A thickness T1 of the side wall insulating film 19 may be, for example, 2 μm or more and 6 μm or less. The thickness T1 may be defined as a thickness in the direction intersecting the depth direction of the trench 13. Further, the pair of side wall insulating films 19 may be distinguished as a first side wall insulating film 19A on an inner peripheral wall 16 side and a second side wall insulating film 19B on an outer peripheral wall 17 side. For example, referring to FIG. 2 , the first side wall insulating film 19A and the second side wall insulating film 19B are shown in gray regions. The first side wall insulating film 19A is formed on the inner peripheral wall 16 along the circumferential direction of the annular trench 13 in a plan view. The second side wall insulating film 19B is formed on the outer peripheral wall 17 along the circumferential direction of the annular trench 13 in a plan view. The first side wall insulating film 19A and the second side wall insulating film 19B are formed concentrically with each other. The second side wall insulating film 19B surrounds the first side wall insulating film 19A.
As shown in FIGS. 4 and 5 , the trench 13 may be formed in a tapered shape having an opening width that narrows toward the bottom wall 18 in a cross-sectional view. Although not shown, the trench 13 may be formed in a vertical shape having a substantially constant opening width in a cross-sectional view. As shown in FIGS. 4 and 5 , the bottom wall 18 of the trench 13 may be formed in a curved shape that bulges in the depth direction of the trench 13. Although not shown, the bottom wall 18 of the trench 13 may have a flat surface parallel to the first main surface 3.
The bottom wall 18 of the trench 13 may include a protrusion 20 protruding from the lower end of the side wall insulating film 19 toward an inner upper side of the side wall insulating film 19 in the depth direction of the trench 13. The protrusion 20 is fitted to the lower end portion of each of the first side wall insulating film 19A and the second side wall insulating film 19B. As a result, a recess 21 corresponding to the shape of the protrusion 20 is formed at the lower end of each of the first side wall insulating film 19A and the second side wall insulating film 19B. Referring to FIG. 2 , in a plan view, the protrusion 20 is formed annularly to overlap with the first side wall insulating film 19A and the second side wall insulating film 19B, along the circumferential direction of the first side wall insulating film 19A and the second side wall insulating film 19B which have an annular shape. Since the protrusion 20 is continuous over the entire circumference of each of the first side wall insulating film 19A and the second side wall insulating film 19B in a plan view, it may be referred to as an “annular convex portion.” Therefore, the recess 21 corresponding to the shape of the protrusion 20 may be referred to as an “annular concave portion.”
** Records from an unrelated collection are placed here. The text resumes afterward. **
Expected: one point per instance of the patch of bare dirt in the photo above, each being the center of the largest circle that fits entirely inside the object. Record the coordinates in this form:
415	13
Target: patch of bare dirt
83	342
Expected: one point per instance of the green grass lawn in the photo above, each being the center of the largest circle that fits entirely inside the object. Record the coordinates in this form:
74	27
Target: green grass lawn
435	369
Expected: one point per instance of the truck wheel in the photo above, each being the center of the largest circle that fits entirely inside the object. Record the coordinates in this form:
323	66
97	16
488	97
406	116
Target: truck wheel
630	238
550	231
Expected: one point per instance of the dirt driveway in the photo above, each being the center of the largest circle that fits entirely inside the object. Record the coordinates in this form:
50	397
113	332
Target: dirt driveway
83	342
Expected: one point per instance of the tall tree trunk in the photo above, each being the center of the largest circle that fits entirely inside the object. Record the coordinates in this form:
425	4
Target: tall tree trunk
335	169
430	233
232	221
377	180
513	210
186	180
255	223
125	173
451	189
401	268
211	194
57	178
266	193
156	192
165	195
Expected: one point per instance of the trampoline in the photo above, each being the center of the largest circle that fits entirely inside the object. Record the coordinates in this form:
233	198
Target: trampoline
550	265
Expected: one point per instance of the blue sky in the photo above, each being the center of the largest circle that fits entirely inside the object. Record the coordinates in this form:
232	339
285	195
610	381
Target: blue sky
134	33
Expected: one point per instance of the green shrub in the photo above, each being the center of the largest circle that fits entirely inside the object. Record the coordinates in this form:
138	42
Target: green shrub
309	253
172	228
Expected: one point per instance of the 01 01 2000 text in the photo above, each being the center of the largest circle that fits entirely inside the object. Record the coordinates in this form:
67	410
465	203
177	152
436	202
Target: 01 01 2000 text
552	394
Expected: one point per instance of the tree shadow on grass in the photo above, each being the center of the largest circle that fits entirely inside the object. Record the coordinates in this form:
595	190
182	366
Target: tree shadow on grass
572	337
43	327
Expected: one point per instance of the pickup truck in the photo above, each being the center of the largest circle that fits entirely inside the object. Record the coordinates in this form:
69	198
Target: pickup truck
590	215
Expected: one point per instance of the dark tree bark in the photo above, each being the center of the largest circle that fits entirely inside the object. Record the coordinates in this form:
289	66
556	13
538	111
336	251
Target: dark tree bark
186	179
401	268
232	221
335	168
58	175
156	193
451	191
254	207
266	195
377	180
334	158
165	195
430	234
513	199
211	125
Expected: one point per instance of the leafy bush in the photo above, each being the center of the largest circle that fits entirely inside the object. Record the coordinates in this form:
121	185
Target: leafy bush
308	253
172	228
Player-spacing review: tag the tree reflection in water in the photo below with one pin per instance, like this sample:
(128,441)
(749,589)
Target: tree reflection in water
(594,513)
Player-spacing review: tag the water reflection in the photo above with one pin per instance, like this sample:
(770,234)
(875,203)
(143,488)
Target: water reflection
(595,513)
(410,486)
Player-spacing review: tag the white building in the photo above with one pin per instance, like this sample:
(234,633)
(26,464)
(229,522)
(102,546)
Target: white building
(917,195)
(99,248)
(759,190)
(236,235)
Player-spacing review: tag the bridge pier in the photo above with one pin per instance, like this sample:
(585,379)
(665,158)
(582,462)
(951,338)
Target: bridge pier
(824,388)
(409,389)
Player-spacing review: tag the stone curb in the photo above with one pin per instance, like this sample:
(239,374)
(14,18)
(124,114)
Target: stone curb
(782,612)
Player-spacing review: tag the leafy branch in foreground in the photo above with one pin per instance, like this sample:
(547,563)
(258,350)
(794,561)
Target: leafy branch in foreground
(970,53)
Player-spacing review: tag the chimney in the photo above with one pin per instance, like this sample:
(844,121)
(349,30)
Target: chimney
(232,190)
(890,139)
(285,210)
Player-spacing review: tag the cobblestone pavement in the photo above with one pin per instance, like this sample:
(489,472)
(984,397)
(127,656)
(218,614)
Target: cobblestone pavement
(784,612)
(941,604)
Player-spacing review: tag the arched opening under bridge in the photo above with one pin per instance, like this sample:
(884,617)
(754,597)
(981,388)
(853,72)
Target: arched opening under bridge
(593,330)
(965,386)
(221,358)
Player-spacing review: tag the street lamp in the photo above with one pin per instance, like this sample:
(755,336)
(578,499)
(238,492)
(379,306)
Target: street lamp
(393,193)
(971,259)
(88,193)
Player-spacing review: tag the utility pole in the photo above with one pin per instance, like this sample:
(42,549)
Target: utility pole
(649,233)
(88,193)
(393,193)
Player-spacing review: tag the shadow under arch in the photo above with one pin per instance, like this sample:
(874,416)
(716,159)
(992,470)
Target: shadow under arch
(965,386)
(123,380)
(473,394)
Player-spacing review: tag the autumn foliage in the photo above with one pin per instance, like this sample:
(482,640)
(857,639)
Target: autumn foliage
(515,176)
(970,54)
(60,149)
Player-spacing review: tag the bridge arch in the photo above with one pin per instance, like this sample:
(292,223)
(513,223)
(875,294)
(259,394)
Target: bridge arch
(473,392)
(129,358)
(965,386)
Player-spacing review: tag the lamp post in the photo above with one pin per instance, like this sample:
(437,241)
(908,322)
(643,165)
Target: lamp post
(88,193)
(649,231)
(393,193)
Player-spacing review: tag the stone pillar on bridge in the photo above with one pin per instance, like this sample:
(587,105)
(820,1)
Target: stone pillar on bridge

Referring to FIG. 5 , the trench insulating film 14 may include a first film portion 141 having a relatively high density and a second film portion 142 having a lower density than the first film portion 141. As shown in FIG. 5 , a film interface that can be clearly partitioned may or may not exist between the first film portion 141 and the second film portion 142. The density of the films can be compared, for example, by etching the first film portion 141 and the second film portion 142 with a common etching gas or etching solution and measuring a difference between etching rates of the first film portion 141 and the second film portion 142 at that time. For example, when the first film portion 141 and the second film portion 142 are etched with a common etching gas or etching solution, the etching rate of the first film portion 141 having a relatively high density may be lower than the etching rate of the second film portion 142. When the trench insulating film 14 is made of silicon oxide, hydrofluoric acid (HF) may be used as the common etching gas.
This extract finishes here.